Новость по-разному подействовала на солдат. Голицын солидно осведомился, не врут ли; Рышка немедленно спросил Балагина, дадут ли землю крестьянам; Рогожин, мелко крестясь, радостно бормотал: «Слава тебе господи! Теперь непременно мир будет, по домам пойдем»; Защима объявил, что он первым делом зарежет фельдфебеля; Чухрукидзе сгоряча сказал что-то по-грузински Черницкому, и тот, хотя ничего не понял, дружески закивал ему и повторял: «Правильно, брат, правильно!»
— Не обман, не ошибка? — спросил Карцев осевшим от волнения голосом. — Расскажи все подробно.
Он представил себе родную Одессу, широкую Преображенскую улицу, по которой, может быть, уже идут колонны рабочих с алыми знаменами, бульвар, знаменитую лестницу, сбегающую террасами вниз к порту, — как хотелось ему хоть на денек увидеть все это!..

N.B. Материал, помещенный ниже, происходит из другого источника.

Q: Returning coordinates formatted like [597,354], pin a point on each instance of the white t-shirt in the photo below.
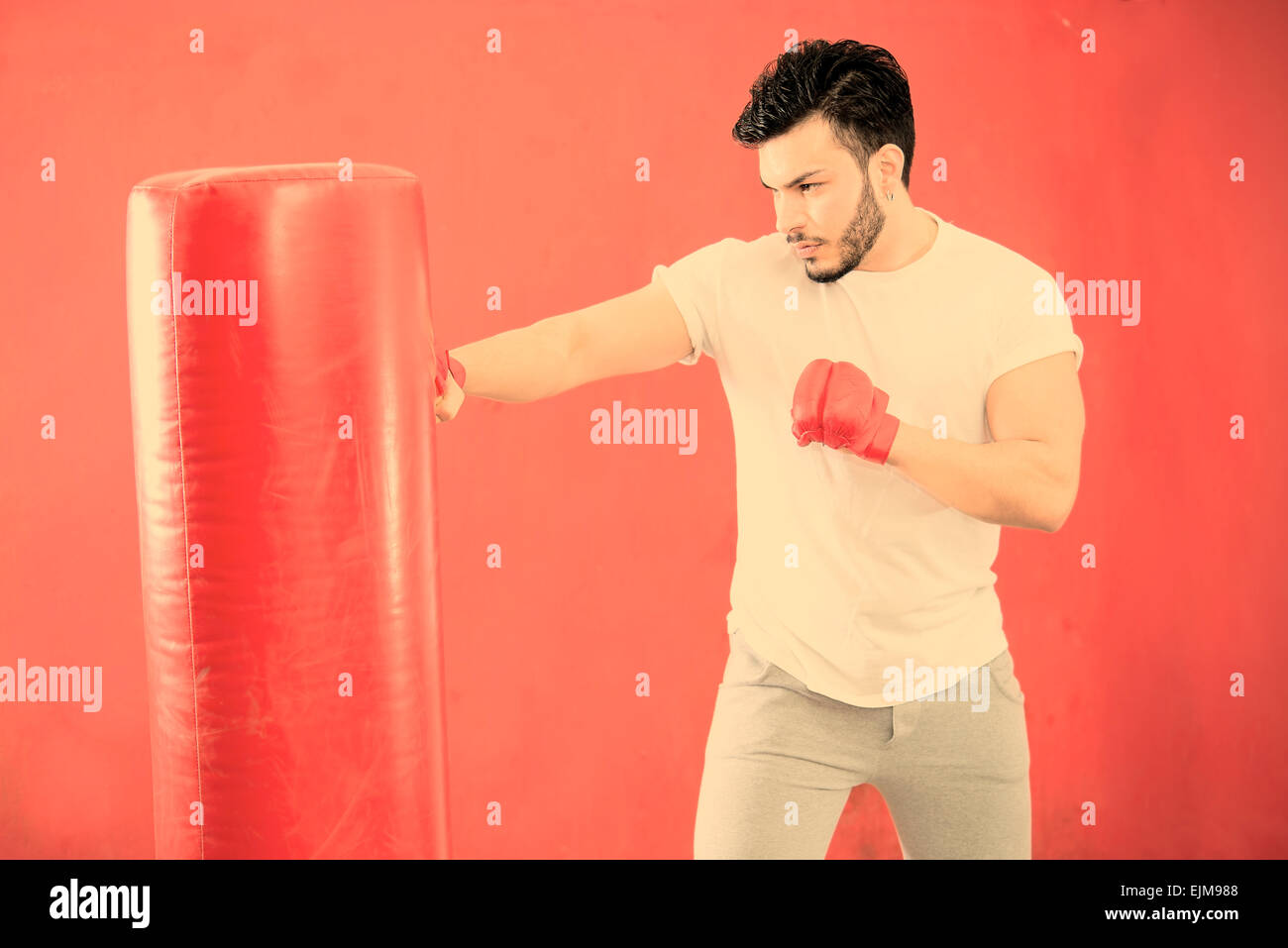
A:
[846,569]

А Балагин думал о том, что надо скорее оповестить солдат о великих событиях. Он взглянул на крестящегося Рогожина, на выжидательно смотревшего Рышку. Все солдатское сошло с Рышки, его острая бородка опустилась, он отжевывал усы.

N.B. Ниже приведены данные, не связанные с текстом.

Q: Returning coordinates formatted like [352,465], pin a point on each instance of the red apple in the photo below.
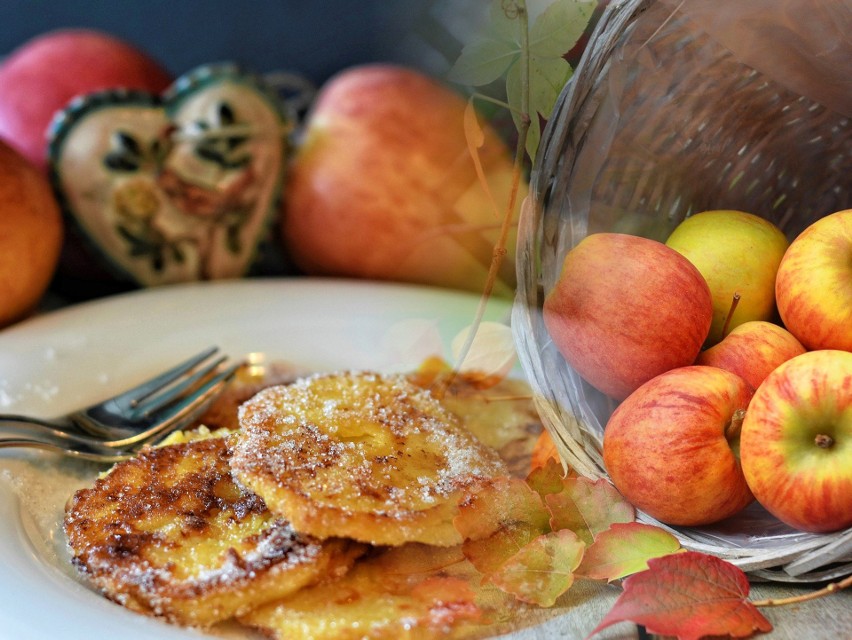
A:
[626,309]
[796,443]
[31,234]
[383,185]
[671,447]
[813,288]
[752,350]
[41,76]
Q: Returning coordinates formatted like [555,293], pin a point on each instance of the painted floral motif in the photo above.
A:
[178,188]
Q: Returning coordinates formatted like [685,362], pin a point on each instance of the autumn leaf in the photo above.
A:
[625,548]
[688,595]
[543,569]
[547,478]
[588,507]
[499,521]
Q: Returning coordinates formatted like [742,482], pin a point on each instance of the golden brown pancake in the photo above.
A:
[169,533]
[360,455]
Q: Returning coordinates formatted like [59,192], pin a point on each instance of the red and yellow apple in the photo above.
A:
[671,447]
[626,309]
[752,350]
[814,284]
[42,75]
[383,185]
[31,233]
[796,442]
[737,253]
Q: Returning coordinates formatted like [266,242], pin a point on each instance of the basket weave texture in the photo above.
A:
[661,121]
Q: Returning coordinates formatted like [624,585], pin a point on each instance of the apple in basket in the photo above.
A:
[814,284]
[671,447]
[626,309]
[383,184]
[796,442]
[42,75]
[752,350]
[737,253]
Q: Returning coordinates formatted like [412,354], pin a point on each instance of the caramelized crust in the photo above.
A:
[360,455]
[411,592]
[169,533]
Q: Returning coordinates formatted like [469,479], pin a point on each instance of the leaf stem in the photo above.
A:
[500,103]
[499,250]
[821,593]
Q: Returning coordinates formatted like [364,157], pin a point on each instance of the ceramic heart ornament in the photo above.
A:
[176,187]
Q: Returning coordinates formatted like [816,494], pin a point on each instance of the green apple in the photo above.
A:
[737,253]
[796,442]
[814,284]
[626,309]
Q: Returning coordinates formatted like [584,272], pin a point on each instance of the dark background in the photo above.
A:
[314,38]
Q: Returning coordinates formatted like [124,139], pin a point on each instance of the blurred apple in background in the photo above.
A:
[752,350]
[31,234]
[736,252]
[383,185]
[42,75]
[814,284]
[671,448]
[626,309]
[796,442]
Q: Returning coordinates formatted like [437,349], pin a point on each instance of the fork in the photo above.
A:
[116,428]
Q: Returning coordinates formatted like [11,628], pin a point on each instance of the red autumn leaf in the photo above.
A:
[543,569]
[499,521]
[688,595]
[588,508]
[625,548]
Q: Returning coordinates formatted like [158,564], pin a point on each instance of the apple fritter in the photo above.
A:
[410,592]
[360,455]
[169,533]
[501,413]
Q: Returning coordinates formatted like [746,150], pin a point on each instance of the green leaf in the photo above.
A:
[546,479]
[624,549]
[559,27]
[588,508]
[483,61]
[543,569]
[547,78]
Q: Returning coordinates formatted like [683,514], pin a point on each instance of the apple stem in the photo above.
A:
[733,428]
[831,588]
[734,302]
[824,441]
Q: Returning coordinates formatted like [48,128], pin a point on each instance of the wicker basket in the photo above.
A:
[660,121]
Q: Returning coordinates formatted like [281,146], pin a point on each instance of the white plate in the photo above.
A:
[63,360]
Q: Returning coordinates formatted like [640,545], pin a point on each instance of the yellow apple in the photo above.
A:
[796,442]
[737,253]
[383,185]
[814,284]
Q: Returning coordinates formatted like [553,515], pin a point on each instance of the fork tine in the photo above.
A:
[152,403]
[137,394]
[179,414]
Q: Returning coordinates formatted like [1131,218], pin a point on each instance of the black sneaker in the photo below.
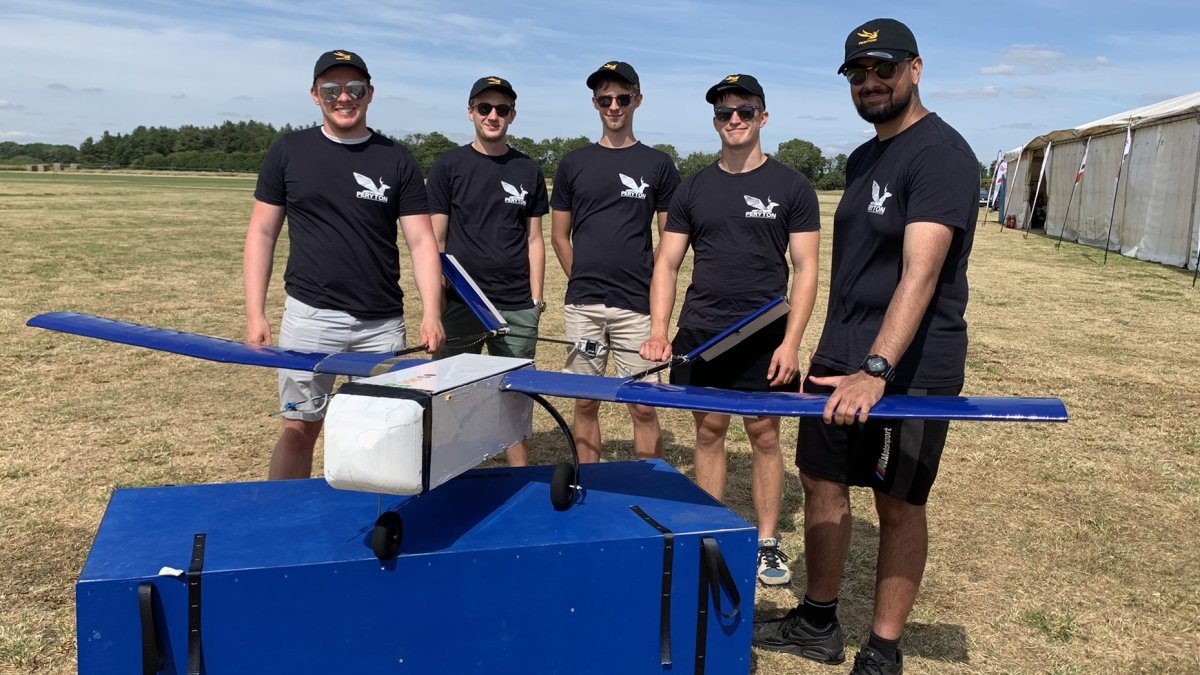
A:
[870,662]
[795,635]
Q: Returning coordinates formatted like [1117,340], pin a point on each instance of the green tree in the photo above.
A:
[802,156]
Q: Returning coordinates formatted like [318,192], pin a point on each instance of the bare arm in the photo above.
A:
[423,249]
[537,258]
[672,249]
[803,249]
[257,260]
[561,239]
[925,245]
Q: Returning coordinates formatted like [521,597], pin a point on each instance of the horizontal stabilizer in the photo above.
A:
[774,404]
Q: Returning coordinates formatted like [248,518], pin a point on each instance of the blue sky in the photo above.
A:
[1000,72]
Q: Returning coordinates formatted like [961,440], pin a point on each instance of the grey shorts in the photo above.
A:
[623,330]
[327,330]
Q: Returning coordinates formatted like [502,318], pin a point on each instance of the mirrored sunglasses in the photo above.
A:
[485,109]
[624,100]
[331,90]
[882,70]
[745,113]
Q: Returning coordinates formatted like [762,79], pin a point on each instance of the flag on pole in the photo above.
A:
[1083,162]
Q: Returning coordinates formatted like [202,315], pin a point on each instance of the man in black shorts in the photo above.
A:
[895,324]
[487,201]
[342,189]
[605,197]
[744,216]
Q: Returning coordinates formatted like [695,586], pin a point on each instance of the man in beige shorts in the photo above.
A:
[606,196]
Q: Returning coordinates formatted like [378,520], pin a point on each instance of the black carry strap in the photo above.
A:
[193,605]
[667,565]
[151,645]
[714,575]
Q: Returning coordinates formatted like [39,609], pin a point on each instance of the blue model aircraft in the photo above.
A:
[471,398]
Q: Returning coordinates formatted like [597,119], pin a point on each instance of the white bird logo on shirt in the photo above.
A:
[633,184]
[381,191]
[875,193]
[756,203]
[519,193]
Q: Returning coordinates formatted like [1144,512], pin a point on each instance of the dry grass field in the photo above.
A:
[1055,549]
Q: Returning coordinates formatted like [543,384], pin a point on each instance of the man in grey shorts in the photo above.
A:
[606,197]
[342,189]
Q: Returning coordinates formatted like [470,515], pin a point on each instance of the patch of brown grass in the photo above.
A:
[1055,548]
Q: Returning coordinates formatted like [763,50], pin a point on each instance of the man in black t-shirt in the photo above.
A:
[342,189]
[605,199]
[487,201]
[744,216]
[895,324]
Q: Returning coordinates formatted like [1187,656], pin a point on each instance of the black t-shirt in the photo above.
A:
[342,202]
[739,226]
[490,202]
[925,174]
[613,196]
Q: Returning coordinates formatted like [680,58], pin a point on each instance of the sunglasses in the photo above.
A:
[882,70]
[624,100]
[485,109]
[331,90]
[745,113]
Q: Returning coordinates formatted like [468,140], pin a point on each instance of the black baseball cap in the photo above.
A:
[492,82]
[339,58]
[886,40]
[613,70]
[744,82]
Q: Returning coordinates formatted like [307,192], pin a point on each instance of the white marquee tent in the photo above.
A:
[1155,213]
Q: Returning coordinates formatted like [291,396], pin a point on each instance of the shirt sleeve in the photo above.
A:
[270,187]
[943,186]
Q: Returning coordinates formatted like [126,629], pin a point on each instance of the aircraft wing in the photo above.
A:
[775,404]
[217,348]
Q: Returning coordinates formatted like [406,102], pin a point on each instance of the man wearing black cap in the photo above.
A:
[744,216]
[606,196]
[342,189]
[487,201]
[903,234]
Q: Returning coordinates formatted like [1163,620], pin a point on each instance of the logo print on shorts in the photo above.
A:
[371,192]
[635,190]
[760,209]
[876,205]
[515,196]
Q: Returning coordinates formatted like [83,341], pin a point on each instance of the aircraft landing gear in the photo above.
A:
[388,533]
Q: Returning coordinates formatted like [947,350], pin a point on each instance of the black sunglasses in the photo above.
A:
[745,113]
[331,90]
[624,100]
[485,109]
[882,70]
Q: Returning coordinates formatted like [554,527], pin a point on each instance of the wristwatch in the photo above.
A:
[877,366]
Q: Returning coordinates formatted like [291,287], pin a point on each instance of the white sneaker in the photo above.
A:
[773,563]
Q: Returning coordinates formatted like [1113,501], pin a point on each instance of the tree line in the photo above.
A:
[240,147]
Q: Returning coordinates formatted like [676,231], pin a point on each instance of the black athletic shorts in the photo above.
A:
[895,457]
[743,368]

— Теперь хорошо будет, — ласково сказал Балагин.
— Это уж как водится… — неопределенно ответил Рышка. — Одним хорошо, а нам всегда плохо. Ты вот объясни: без царя, значит, жить начнем? А не страшно? Кто теперь за порядком уследит? А становые, урядники — останутся? Воевать не кончим? Землице кто хозяином будет?
Он расспрашивал страстно, настойчиво, хорошо помня и девятьсот пятый год, и расправу, которая затем последовала, и земляков, отправленных на каторгу… Горько было ему, что не мог он разобраться в том, что случилось теперь, и вопросительно, с тревогой глядел на Карцева, на Иванова, с которыми не раз по душам беседовал, которым верил: не повторится ли то же самое и сейчас, в семнадцатом году?
…Прошли первые дни Февральской революции — сумбурные и еще непонятные. Выяснилось, что во многих частях офицеры скрывают от нижних чинов события в стране. Солдаты собирались кучками, оживленно толковали и враждебно смолкали, когда появлялись офицеры. А те растерялись. Среди них было много прапорщиков, сочувственно принявших весть о революции. Но главной бедой кадрового офицерства было малое политическое развитие, полная беспомощность перед разразившейся бурей, оторванность от солдатской массы, которая их ненавидела и не верила им.